Pseudoreplication: choose your data wisely

Many studies strive to collect more data through replication: by repeating their measurements with additional patients or samples, they can be more certain of their numbers and discover subtle relationships that aren’t obvious at first glance. We’ve seen the value of additional data for improving statistical power and detecting small differences. But what exactly counts as a replication?

Let’s return to a medical example. I have two groups of 100 patients taking different medications, and I seek to establish which medication lowers blood pressure more. I have each group take the medication for a month to allow it to take effect, and then I follow each group for ten days, each day testing their blood pressure. I now have ten data points per patient and 1,000 data points per group.

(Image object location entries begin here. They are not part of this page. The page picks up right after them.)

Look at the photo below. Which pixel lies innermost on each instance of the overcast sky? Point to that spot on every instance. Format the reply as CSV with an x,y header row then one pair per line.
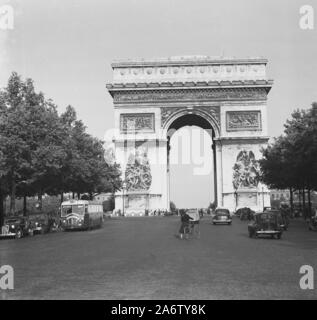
x,y
67,46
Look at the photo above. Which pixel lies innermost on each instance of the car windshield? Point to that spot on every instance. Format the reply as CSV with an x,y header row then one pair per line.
x,y
76,208
222,212
13,220
265,217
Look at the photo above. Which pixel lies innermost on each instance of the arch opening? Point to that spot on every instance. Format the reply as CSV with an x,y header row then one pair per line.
x,y
197,136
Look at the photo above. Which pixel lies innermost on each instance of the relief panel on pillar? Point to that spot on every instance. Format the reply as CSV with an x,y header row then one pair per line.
x,y
137,122
246,171
138,171
243,120
246,174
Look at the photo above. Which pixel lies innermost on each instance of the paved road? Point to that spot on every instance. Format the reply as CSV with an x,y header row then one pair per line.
x,y
140,258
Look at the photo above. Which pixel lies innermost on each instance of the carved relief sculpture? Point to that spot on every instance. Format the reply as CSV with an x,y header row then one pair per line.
x,y
246,171
243,120
138,172
143,122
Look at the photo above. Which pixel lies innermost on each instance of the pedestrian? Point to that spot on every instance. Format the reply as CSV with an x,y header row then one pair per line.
x,y
195,223
184,228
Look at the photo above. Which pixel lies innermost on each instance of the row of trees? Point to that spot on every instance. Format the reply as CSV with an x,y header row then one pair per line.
x,y
44,152
290,162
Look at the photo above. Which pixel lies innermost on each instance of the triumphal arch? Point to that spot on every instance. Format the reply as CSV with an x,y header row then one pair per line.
x,y
153,98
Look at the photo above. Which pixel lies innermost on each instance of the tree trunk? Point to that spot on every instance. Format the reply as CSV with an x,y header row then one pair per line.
x,y
1,209
304,209
24,206
40,200
291,199
309,203
12,198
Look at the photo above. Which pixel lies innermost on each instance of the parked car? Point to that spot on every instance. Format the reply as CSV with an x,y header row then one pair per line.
x,y
16,227
266,224
222,216
40,225
283,219
245,213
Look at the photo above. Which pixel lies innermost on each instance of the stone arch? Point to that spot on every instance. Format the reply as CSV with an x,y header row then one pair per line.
x,y
205,121
191,111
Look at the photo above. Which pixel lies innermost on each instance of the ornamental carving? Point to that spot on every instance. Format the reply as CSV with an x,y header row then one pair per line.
x,y
243,120
215,94
137,122
246,171
168,112
138,172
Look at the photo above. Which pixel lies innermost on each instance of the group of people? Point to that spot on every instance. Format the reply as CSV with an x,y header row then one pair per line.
x,y
189,224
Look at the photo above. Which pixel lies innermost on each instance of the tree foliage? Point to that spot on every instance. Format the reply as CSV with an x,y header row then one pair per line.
x,y
44,152
291,160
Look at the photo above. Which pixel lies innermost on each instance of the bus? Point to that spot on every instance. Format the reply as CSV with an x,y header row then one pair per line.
x,y
81,215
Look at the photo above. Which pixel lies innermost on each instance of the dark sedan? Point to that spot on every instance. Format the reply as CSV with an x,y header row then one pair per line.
x,y
16,227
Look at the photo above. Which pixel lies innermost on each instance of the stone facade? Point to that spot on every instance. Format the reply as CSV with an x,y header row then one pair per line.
x,y
150,95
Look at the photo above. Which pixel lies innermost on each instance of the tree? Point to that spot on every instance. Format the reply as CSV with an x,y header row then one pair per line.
x,y
290,162
42,152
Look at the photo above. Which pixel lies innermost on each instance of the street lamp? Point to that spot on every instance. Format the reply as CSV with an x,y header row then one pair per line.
x,y
124,187
236,197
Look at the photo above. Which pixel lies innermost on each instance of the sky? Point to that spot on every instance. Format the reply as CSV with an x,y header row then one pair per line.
x,y
67,46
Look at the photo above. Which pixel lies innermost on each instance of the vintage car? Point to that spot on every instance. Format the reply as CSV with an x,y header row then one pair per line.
x,y
222,216
16,227
40,225
245,213
266,224
282,218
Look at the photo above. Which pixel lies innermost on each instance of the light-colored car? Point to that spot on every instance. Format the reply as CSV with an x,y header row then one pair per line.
x,y
222,216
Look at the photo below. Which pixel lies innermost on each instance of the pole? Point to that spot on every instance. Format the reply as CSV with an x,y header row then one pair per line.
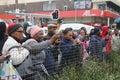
x,y
108,21
75,15
17,10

Brilliant! 1,000 data points is quite a lot, and I can fairly easily establish whether one group has lower blood pressure than the other. When I do calculations for statistical significance I find significant results very easily.

But wait: we expect that taking a patient’s blood pressure ten times will yield ten very similar results. If one patient is genetically predisposed to low blood pressure, I have counted his genetics ten times. Had I collected data from 1,000 independent patients instead of repeatedly testing 100, I would be more confident that differences between groups came from the medicines and not from genetics and luck. I claimed a large sample size, giving me statistically significant results and high statistical power, but my claim is unjustified.

This problem is known as pseudoreplication, and it is quite common.38 After testing cells from a culture, a biologist might “replicate” his results by testing more cells from the same culture. Neuroscientists will test multiple neurons from the same animal, incorrectly claiming they have a large sample size because they tested hundreds of neurons from just two rats.

In statistical terms, pseudoreplication occurs when individual observations are heavily dependent on each other. Your measurement of a patient’s blood pressure will be highly related to his blood pressure yesterday, and your measurement of soil composition here will be highly correlated with your measurement five feet away. There are several ways to account for this dependence while performing your statistical analysis:

  1. Average the dependent data points. For example, average all the blood pressure measurements taken from a single person. This isn’t perfect, though; if you measured some patients more frequently than others, this won’t be reflected in the averaged number. You want a method that somehow counts measurements as more reliable as more are taken.
  2. Analyze each dependent data point separately. You could perform an analysis of every patient’s blood pressure on day 5, giving you only one data point per person. But be careful, because if you do this for every day, you’ll have problems with multiple comparisons, which we will discuss in the next chapter.
  3. Use a statistical model which accounts for the dependence, like a hierarchical model or random effects model.

It’s important to consider each approach before analyzing your data, as each method is suited to different situations. Pseudoreplication makes it easy to achieve significance, even though it gives you little additional information on the test subjects. Researchers must be careful not to artificially inflate their sample sizes when they retest samples.